One wonders what provoked this worldwide fury. Is it the proximity to death due to Coronavirus that has led to introspection and surge of remorse in the West? What impelled the British protesters in Bristol to tear down the statue of a slave trader and dump it on the river? What made British citizens rush to damage Churchill’s statue and call him a racist? Seeing this rage, statues of politicians associated with colonialism and racism have been boarded up in London. Boris Johnson condemned these acts but no one was listening. Statues of Gandhi and Mandela are being boarded as it is feared that Rightists may vandalise them.

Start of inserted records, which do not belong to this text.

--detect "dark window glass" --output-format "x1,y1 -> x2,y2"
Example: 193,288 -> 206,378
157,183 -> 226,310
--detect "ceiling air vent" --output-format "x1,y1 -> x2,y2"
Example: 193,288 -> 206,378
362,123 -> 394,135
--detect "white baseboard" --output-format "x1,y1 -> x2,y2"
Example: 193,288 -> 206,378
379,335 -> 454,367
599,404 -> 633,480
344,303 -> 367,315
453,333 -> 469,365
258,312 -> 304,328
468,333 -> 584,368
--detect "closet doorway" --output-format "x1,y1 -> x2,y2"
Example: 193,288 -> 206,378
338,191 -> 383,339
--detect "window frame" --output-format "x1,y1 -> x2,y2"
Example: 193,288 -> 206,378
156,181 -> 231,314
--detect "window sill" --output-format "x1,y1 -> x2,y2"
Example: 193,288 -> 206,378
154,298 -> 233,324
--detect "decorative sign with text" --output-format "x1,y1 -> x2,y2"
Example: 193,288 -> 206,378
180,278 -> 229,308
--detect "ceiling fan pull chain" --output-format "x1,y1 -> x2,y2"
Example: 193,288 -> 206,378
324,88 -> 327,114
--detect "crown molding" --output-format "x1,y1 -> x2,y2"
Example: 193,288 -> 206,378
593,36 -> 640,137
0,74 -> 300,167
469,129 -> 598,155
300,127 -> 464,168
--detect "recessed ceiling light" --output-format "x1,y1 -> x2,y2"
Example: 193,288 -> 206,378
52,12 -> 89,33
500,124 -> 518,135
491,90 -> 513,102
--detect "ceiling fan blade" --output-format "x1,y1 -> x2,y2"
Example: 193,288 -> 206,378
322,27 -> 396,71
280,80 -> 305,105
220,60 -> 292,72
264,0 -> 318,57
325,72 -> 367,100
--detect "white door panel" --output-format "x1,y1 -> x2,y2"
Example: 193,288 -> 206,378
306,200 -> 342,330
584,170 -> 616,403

Accompanying the massive angry protests are new trends. For the first time the role and conduct of policing is being questioned. The impunity with which White police violated the dignity and safety of African-Americans is being condemned and expressed in numerous ways. There are proposals for defunding the police departments. Old films such as Gone with the Wind are being banned because it shows Black Americans in poor light. Band-aid has started producing bandages in shades of brown and dark brown to suit darker skin tones. Television serials such as Bachelor have inducted Black actors in lead roles. Both Black and White Americans are now admitting that there is great economic inequality, particularly in the corporate world. Half the young world’s population believe that the existing system creates deeper inequalities.
Finally, the pernicious doctrine of White supremacy, which is a product of colonialism, is being vigorously challenged. The privileges denied to “people of colour” are being questioned. Is America reflecting on President Lincoln’s warning that a nation cannot be half free and half enslaved? Are Americans asking “has the fire now come?”
The death of one black man seems to have transformed the mental horizon of not only America but of the entire Western world. It is deeply moving, indeed exhilarating, to see thousands of protesters—white, black, brown—marching together against racial injustice and discrimination.
In the shadow of a terrible pandemic and possible extinction, is humanity uniting at last?
The author is a retired civil servant and writes on international history. The views are personal.